Jakarta - Polemik kelangkaan gas LPG 3 Kilogram (Kg) akibat kebijakan baru pemerintah dengan menghilangkan eceran di masyarakat menuai banyak protes.
“Saya mengankat jempol terhadap sikap seorang Presiden Prabowo yang langsung melihat kebijakan Menteri ESDM persoalan penertiban Tabung Gas LPG yang menghilangkan para pedagang eceran,” ujar Sekjen Laskar Merah Putih Abdul Racman Thaha yang akrab disapa ART kepada Media, Jakarta, Selasa (4/2).
Menurut ART, dalam kebijakannya, Presiden Prabowo akhirnya mengembalikam aturan terkait penyaluran gas LPG 3 Kg dengan kembali memghadirkam pedagang pengecer ditengah masyarakat.
“Saya sangat mengapresiasi langkah Presiden Prabowo langsung mengembalikan kebijakan Menteri ESDM tersebut bahwa masyarakat pedangan ecer bisa menjual kembali,”’ puji ART.
ART yang juga anggota DPD RI menjelaskan proses penjualan yang ditemukan di lapangan adanya harga yang tinggi tidak seragam di kalangan pengecer maka dari itu menteri ESDM mengeluarkan kebijakan,
“ Kita mengapresiasi kebijakan tersebut Tapi seharusnya kebijakan itu dilakukam dengan cara memberikan sanksi terhadap pedagang eceran jika kedapatan lagi menjual dengan harga yang tinggi bukannya malah menghilangkan para pedangan eceran,” imbuh ART, senatot asal Sulawesi Tengah.
Menurut ART, masyarakat juga memerlukan pedagang eceran, sehingga hal proses pendistribusian tabung gas pertamina sangat mudah di dapatkan oleh masyarakat .
“Kita juga butuh masyarakat pedagang eceran sehingga hal proses pendistribusian tabung gas pertamina sangat mudah di dapatkan oleh masyarakat dan ruang-ruang lapangan pekerjaan bagi para pedagang eceran terbuka dan roda prekonomian bergerak, bukan malah menutup ruang itu," ungkap ART.
ART menyakini langkah yang harus diperluat adalah pengawasan hal penjualan dilapangan .
“Hal terpenting adalah diperkuat dari pada pengawasan hal penjualan dilapangan sehingga benar-benar harga yang didapatkan masyarakat sesuai, tentunya kita harus memetakan juga hal penjualan eceran ini bagi pedagang eceran pasti mereka mempunyai cost transportasi,” cetusnya.
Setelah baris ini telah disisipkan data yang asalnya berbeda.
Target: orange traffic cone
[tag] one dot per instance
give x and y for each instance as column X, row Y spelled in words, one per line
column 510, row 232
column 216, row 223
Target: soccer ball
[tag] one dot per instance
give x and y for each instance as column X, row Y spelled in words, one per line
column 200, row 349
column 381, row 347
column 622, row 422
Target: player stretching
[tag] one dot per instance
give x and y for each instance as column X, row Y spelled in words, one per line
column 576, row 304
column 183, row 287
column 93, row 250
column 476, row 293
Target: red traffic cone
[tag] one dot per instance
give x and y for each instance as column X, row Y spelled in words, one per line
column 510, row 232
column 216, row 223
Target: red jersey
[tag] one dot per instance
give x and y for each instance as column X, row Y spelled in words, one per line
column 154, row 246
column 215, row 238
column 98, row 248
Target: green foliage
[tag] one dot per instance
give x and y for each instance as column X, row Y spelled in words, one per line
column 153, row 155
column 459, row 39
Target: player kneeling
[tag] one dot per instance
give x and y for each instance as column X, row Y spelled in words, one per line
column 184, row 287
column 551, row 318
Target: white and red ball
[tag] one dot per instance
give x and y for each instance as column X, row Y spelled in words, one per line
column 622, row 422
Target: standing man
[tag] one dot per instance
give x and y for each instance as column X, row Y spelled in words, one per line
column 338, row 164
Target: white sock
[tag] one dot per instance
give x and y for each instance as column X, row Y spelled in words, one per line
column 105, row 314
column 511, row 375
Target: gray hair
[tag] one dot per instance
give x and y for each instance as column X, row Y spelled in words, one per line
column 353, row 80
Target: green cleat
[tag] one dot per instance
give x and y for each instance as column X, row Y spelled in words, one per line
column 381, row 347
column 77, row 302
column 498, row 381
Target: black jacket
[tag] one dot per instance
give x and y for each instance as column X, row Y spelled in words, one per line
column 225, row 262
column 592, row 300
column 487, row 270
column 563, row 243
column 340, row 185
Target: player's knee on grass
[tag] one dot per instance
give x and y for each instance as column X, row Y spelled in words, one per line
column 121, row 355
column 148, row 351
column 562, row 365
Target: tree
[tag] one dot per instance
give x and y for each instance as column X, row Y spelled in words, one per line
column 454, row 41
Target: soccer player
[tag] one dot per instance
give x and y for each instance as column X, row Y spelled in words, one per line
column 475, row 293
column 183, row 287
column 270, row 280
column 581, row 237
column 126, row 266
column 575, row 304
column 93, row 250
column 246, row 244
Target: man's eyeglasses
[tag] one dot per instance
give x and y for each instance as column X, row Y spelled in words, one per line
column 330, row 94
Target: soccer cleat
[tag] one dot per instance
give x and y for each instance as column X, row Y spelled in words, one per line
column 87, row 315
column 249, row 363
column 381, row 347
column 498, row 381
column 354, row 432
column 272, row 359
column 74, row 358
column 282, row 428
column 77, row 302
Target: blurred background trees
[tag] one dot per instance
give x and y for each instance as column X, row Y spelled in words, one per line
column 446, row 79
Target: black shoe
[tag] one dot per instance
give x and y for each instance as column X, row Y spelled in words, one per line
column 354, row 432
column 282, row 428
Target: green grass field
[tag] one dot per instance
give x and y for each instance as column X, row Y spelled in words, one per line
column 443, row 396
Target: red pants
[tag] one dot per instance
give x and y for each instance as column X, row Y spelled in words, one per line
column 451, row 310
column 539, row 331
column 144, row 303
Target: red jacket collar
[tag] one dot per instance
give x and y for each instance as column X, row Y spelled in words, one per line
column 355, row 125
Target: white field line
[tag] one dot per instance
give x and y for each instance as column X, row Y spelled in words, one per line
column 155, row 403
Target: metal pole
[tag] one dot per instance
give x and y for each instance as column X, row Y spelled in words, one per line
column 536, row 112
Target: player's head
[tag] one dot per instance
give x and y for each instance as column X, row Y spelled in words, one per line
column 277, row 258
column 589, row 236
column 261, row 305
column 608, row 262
ART menambahkan,,jika dalam hal ini pemerintah melalui pertamina mau seragamkan harga tabung gas elpiji tentunya pihak pemerintah harus menyiapkan segala infrastrukturnya.
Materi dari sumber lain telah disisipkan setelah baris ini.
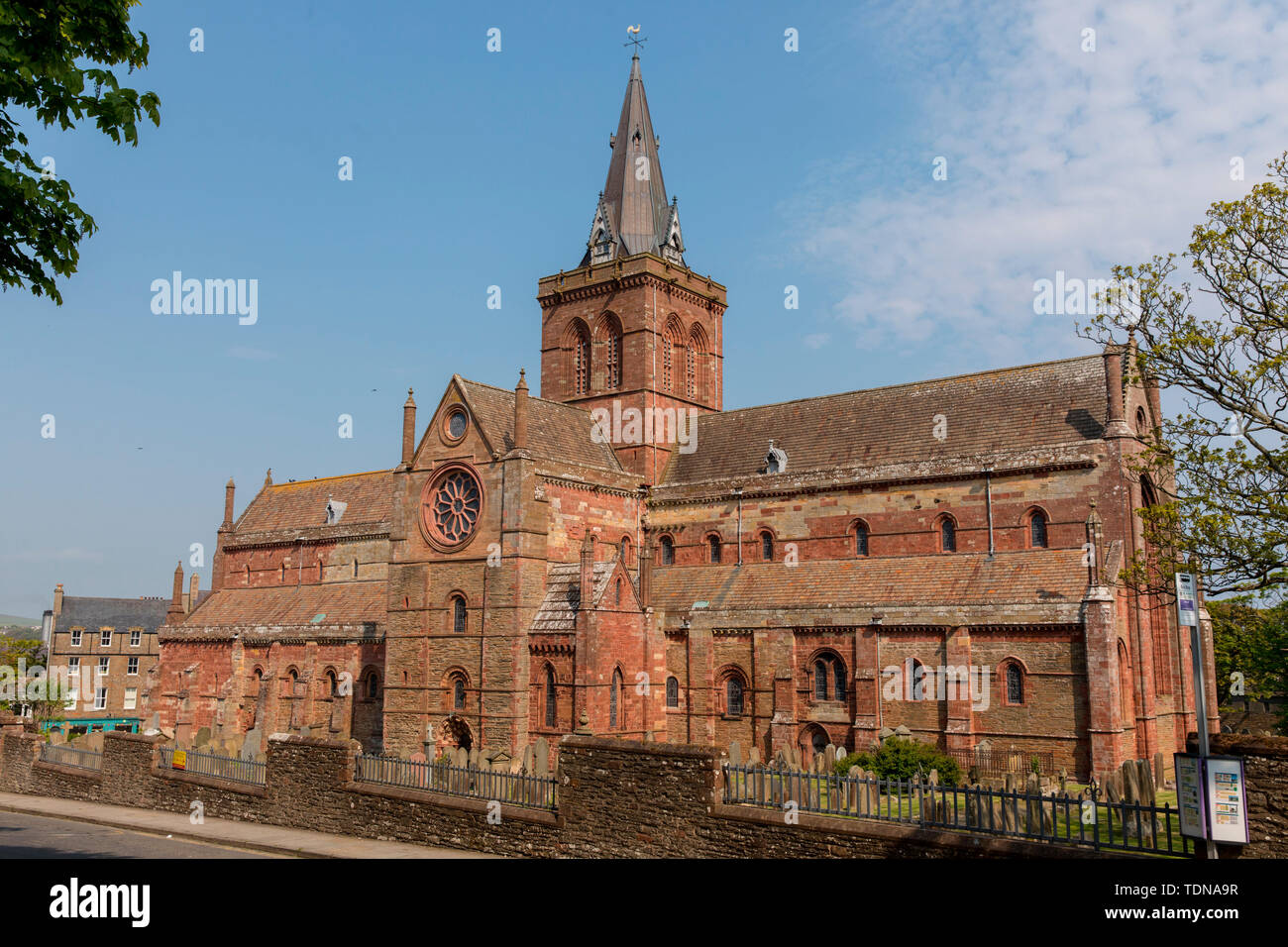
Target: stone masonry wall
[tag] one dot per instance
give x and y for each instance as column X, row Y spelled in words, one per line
column 616, row 799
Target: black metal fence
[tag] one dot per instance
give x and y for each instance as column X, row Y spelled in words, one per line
column 513, row 789
column 71, row 757
column 211, row 764
column 1056, row 819
column 999, row 763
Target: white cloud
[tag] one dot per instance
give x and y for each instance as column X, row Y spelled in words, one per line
column 1057, row 159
“Sehingga tabung gas itu diantar sampai tujuan di tangan setiap penggecer yang melalui pangkalan jadi tidak ada lagi adanya alasan cost transpotasi. Pedagang eceran ini kan mempermudah sebenarnya sehingga masyarakat dapat dengan mudah membeli tabung gas isi ulang,” tandasnya.